C’e’ un modo per stroncare il fenomeno del clientelismo italiano? Certo: detassare la riassunzione di gente che lavora gia’ , ad uno stipendio superiore. Che significa?

Significa che se io cambio azienda accettando un’offerta con uno stipendio superiore di un tot, l’azienda che mi assume non paga tasse, per il primo periodo.  Questo cosa causa? Causa che quelli bravi cambieranno lavoro per far crescere il loro stipendio, mentre quelli farlocchi rimarranno al loro posto (non possono avere protezioni ovunque) rimanendo al vecchio stipendio, e comunque crescendo meno di mansione.

Occorre cioe’ trasformare l’immobilita’ in uno svantaggio: date la possibilita’ di crescere di stipendio solo a chi cambia azienda, e rendete facile cambiare azienda favorendo le aziende che assumono gente di altre aziende.

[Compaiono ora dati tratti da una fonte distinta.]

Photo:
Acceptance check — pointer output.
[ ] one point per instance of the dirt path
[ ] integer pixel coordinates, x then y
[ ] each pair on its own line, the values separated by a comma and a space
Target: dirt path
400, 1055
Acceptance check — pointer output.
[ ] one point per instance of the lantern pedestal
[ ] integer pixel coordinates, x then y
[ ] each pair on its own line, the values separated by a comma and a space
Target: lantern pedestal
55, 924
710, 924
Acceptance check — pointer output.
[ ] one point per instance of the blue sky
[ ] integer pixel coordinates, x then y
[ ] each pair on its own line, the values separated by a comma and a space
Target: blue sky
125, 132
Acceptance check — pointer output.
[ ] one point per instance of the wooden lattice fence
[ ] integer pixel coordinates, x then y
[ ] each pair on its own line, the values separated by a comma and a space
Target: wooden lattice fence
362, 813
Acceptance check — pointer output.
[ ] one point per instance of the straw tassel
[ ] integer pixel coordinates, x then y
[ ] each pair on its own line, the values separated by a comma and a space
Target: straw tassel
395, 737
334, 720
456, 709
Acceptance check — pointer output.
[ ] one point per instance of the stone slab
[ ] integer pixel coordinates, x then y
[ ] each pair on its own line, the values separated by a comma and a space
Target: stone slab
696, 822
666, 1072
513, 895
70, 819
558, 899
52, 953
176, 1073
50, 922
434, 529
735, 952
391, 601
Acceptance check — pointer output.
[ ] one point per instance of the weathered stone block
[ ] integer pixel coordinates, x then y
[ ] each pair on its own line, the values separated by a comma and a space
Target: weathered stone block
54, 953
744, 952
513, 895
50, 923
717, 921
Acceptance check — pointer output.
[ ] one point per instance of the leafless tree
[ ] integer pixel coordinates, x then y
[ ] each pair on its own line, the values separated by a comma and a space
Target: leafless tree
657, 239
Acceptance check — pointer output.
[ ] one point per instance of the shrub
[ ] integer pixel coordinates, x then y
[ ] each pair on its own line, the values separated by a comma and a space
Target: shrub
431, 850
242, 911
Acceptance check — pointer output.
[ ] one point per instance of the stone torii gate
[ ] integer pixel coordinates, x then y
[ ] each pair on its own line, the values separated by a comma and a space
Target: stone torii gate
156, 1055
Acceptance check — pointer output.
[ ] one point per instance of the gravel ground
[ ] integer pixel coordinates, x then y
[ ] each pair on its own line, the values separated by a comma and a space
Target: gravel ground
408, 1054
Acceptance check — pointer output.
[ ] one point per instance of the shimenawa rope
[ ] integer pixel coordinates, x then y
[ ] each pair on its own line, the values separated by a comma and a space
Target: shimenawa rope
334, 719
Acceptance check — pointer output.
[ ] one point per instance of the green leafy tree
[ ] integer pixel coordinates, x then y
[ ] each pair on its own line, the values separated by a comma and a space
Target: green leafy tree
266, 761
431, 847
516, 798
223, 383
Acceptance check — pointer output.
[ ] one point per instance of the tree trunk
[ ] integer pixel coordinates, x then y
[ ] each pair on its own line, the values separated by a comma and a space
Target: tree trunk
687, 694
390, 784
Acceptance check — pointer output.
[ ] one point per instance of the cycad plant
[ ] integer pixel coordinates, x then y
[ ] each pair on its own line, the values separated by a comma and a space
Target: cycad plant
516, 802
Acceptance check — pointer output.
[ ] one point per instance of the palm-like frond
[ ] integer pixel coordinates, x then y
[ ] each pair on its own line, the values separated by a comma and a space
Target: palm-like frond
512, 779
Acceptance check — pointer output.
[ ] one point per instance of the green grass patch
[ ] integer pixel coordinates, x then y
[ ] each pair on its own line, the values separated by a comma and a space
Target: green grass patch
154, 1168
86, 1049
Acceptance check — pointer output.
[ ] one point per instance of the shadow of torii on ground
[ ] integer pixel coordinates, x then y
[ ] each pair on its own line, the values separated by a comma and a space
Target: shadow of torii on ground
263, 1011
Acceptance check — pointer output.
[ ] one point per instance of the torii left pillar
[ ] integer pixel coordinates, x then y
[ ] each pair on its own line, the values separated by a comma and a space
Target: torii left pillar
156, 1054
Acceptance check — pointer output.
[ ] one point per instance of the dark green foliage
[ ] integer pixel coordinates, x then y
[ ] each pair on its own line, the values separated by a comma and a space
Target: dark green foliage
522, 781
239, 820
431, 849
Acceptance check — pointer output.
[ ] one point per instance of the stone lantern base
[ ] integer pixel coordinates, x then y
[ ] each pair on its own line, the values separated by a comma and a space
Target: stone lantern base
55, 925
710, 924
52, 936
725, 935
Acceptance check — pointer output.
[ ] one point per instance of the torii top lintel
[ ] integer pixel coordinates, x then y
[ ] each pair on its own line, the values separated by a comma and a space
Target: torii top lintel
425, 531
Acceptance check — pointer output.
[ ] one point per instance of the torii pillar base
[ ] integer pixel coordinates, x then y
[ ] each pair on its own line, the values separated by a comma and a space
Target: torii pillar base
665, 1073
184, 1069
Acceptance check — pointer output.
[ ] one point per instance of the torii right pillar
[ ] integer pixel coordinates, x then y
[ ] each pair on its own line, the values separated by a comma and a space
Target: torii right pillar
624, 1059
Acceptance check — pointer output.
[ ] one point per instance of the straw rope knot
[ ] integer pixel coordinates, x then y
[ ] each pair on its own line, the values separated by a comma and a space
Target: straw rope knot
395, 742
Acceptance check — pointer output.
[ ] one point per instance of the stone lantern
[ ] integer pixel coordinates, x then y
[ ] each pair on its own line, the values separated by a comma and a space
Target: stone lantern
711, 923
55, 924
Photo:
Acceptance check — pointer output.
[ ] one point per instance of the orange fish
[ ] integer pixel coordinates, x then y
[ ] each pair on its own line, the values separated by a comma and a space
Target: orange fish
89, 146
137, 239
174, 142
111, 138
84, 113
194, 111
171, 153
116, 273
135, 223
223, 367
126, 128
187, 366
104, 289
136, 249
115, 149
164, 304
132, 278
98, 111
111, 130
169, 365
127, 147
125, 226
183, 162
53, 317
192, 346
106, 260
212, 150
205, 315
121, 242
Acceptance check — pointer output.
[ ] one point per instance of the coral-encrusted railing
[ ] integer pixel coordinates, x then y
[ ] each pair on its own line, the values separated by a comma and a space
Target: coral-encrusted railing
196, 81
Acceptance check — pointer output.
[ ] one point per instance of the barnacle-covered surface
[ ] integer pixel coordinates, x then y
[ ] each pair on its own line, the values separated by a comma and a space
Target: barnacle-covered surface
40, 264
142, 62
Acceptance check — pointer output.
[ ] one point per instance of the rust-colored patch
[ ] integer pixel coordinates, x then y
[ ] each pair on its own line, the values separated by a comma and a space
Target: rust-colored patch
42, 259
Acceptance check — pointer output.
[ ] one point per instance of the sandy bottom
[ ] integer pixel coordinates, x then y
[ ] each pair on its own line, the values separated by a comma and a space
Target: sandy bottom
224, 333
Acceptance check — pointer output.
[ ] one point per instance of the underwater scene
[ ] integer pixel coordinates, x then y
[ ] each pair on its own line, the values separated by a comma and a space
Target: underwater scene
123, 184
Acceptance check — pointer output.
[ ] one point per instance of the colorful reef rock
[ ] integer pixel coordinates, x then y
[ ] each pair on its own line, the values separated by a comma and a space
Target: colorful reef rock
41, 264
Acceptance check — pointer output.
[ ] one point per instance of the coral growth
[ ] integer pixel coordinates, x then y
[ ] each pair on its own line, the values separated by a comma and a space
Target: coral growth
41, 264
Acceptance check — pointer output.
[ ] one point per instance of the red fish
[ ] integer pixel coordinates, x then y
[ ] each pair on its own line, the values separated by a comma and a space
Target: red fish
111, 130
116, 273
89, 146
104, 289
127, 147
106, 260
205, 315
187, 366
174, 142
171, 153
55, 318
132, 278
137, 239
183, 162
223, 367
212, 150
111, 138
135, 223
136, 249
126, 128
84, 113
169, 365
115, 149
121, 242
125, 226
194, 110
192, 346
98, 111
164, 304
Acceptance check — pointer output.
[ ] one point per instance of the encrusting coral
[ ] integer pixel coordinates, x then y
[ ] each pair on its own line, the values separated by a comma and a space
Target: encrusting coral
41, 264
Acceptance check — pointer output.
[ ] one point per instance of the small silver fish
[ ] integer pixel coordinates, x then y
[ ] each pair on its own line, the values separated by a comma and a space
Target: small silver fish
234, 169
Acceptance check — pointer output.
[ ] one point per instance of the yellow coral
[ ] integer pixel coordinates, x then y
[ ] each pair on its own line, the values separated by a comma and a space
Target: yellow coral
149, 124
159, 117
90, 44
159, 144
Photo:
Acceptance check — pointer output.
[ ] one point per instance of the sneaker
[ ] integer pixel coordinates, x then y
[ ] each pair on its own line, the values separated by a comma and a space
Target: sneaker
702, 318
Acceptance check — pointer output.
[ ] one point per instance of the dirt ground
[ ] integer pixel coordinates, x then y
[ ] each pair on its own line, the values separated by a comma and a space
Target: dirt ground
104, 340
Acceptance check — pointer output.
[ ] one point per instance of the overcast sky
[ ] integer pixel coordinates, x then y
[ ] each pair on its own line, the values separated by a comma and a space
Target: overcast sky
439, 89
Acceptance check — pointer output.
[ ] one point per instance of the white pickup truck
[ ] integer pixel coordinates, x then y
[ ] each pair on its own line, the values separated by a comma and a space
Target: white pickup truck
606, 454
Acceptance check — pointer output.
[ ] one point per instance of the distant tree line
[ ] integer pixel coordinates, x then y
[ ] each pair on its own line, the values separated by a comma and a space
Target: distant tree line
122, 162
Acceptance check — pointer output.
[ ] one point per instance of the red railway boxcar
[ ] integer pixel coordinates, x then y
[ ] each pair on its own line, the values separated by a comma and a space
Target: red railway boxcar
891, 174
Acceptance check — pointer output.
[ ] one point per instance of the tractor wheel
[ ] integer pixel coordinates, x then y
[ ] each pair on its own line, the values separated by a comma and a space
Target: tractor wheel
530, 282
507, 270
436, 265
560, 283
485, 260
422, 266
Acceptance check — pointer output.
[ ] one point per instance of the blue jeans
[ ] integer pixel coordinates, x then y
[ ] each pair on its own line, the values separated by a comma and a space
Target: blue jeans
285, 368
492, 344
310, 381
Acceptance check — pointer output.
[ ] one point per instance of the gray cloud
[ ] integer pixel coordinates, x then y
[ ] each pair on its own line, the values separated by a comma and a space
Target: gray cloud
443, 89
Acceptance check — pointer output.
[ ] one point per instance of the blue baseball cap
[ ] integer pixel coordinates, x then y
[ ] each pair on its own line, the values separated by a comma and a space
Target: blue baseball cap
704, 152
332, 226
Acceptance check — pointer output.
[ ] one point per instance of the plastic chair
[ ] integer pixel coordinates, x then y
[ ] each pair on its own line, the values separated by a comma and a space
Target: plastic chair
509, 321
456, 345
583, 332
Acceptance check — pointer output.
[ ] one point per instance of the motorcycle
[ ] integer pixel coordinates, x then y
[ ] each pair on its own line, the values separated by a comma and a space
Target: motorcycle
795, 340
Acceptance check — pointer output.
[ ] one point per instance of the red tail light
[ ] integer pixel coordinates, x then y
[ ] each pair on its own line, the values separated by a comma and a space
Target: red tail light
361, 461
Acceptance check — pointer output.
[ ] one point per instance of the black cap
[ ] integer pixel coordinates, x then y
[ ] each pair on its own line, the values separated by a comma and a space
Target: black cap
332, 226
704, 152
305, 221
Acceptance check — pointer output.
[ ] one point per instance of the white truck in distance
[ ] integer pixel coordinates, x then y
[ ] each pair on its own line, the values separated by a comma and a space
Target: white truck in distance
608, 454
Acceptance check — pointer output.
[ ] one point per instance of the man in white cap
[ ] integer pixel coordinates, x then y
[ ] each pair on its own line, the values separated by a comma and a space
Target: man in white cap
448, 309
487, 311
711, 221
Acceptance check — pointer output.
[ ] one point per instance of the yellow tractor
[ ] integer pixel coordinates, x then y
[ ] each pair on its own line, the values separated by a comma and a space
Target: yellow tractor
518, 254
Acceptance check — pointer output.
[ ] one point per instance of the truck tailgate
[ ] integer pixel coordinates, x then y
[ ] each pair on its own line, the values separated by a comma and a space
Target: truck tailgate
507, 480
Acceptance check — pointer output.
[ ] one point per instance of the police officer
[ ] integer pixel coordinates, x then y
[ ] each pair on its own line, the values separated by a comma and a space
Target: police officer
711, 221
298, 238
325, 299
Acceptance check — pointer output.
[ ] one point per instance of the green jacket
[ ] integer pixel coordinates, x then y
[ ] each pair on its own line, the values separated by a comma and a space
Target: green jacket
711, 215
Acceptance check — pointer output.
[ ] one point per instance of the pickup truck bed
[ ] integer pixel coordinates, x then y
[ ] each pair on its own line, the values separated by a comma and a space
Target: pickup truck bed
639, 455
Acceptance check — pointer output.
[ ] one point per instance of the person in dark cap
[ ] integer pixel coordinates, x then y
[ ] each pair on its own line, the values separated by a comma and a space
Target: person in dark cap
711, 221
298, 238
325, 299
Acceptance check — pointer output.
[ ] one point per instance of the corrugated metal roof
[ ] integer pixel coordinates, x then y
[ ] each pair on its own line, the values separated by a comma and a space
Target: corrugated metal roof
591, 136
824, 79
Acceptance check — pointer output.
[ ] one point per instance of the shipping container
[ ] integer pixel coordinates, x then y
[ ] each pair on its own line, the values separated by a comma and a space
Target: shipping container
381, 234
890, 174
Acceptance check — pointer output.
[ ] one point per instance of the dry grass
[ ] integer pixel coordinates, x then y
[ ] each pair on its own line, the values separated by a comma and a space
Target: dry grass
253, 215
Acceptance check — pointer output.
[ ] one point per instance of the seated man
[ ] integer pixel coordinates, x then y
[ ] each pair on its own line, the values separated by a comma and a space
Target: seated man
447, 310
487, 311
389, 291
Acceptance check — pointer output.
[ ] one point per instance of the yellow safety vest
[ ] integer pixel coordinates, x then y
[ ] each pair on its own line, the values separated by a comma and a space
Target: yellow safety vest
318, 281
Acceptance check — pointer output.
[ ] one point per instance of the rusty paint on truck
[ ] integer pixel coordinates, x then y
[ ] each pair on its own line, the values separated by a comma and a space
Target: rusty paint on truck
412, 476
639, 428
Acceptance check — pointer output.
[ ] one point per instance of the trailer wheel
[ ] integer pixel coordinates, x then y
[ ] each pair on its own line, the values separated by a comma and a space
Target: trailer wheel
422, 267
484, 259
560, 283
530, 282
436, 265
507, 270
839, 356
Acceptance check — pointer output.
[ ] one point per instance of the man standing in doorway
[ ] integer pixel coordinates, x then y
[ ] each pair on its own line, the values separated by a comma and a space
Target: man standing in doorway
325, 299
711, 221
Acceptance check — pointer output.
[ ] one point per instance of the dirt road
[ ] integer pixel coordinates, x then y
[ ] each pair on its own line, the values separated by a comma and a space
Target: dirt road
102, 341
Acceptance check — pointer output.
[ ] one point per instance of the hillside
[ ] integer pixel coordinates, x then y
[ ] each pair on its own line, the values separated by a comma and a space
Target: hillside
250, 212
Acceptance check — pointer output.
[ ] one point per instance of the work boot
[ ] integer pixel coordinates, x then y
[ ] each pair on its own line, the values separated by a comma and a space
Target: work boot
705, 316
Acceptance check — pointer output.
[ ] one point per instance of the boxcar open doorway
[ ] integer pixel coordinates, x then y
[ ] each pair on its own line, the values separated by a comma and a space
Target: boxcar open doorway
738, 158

Innanzitutto succedera’ che salira’ la domanda, quindi gli stipendi, e in ultima analisi quelli bravi faranno ancora carriera.

Non si tratta di una cosa difficile: si detassi il costo del lavoro per i primi 2-3 anni, se rispetto al lavoro precedente la capacita’ contributiva e’ salita. E’ una misura atipica, ma e’ anche atipico il sistema di clientele italiane. Dal momento che il sistema di clientele e’ cosi’ radicato, l’unica possibilita’ e’ quella di rendere vantaggiosa la mobilita’ interaziendale, sia per il lavoratore che per le aziende. Quando gli immobili si troveranno con lo stesso stipendio per 30 anni, l’inflazione fara’ il resto.

E’ l’unico rimedio che mi viene in mente contro il sistema italiano di clientele, che permette ad una nube di raccomandati di rimanere al loro posto, facendo credere alla gente che la colpa sia dell’articolo 18, quando la colpa e’ del sistema di amicizie e delle clientele.

Non vi illudete: gli amici degli amici, i diritti acquisiti NON li perdono MAI.

Perche’ non vengono da una legge. Vengono da una societa’.